Chaque jour, l’adolescent se confiait à Dany, et menait de longues conversations romantiques, voire érotiques avec elle. Dans un extrait de son journal intime cité par le New York Times, Sewell avait écrit : « J’aime tellement rester dans ma chambre, parce que je commence à me détacher de cette réalité et je me sens aussi plus en paix, plus connecté avec Dany et beaucoup plus amoureux d’elle, et tout simplement plus heureux. »

La mère de Sewell a porté plainte contre Characters.AI, l’accusant d’avoir détraqué la santé mentale de son fils et d’avoir précipité son suicide : « Les fournisseurs d’IA conçoivent et développent intentionnellement des systèmes d’IA génératifs avec des qualités anthropomorphiques afin de brouiller les pistes entre fiction et réalité », dénonce-t-elle dans la plainte.

 

 

Le cas de Sewell est tragique mais pas isolé. D’autres humains ont depuis payé de leur santé physique et mentale, voire de leur vie, une dépendance trop étroite à leurs chatbots. Les plaintes suivent leur cours.
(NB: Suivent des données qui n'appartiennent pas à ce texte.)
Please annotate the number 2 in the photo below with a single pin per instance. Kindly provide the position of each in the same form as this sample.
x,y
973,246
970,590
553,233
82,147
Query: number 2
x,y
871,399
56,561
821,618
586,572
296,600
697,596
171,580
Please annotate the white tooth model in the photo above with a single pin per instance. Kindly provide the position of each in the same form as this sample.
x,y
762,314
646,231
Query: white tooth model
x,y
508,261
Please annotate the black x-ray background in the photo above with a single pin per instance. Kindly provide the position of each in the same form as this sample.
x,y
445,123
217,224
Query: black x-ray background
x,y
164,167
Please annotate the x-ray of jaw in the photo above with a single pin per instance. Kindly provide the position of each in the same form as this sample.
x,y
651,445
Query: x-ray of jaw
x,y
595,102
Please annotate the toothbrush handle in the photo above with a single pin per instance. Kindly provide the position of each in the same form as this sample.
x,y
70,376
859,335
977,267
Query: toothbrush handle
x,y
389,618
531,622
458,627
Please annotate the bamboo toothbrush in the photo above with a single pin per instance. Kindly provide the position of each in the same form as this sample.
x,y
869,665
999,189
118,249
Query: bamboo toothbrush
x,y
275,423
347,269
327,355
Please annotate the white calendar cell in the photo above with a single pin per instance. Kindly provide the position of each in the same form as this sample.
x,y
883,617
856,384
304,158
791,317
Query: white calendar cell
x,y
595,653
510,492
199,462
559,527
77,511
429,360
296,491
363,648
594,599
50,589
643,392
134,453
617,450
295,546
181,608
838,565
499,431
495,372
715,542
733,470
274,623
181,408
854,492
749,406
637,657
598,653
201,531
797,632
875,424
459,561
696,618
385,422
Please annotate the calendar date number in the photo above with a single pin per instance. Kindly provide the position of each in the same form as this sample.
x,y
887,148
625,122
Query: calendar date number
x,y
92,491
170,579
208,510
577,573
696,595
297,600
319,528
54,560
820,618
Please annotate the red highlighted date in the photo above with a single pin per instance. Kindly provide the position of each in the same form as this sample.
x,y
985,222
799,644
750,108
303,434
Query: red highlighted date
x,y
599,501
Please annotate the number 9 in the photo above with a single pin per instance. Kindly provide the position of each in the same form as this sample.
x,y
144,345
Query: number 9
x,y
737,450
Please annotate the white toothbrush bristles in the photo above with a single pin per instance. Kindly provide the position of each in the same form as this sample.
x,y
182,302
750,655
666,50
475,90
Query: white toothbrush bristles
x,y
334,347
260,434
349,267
Fin 2024, à la suite des polémiques déclenchées par les accusations répétées, Characters.AI a modifié ses conditions d’utilisation. Les mineurs voient leur accès à l’application limité aux personnages jugés « les plus fiables », ne sont pas autorisés à échanger des propos érotiques ou violents, et risquent d’être écartés 24 heures de la plateforme en cas de dérapage. Les adultes, de leur côté, continuent d’accéder à toutes ces fonctionnalités.

En 2025, dans Her, les relations hommes-machines trouvent naturellement leur place dans une société prospère mais solitaire.

En 2025, dans le monde réel, un petit nombre d’humains font travailler des robots pour extraire le maximum de temps d’attention d’autres êtres humains. La prédation de leurs émotions est le moyen le plus sûr d’y arriver.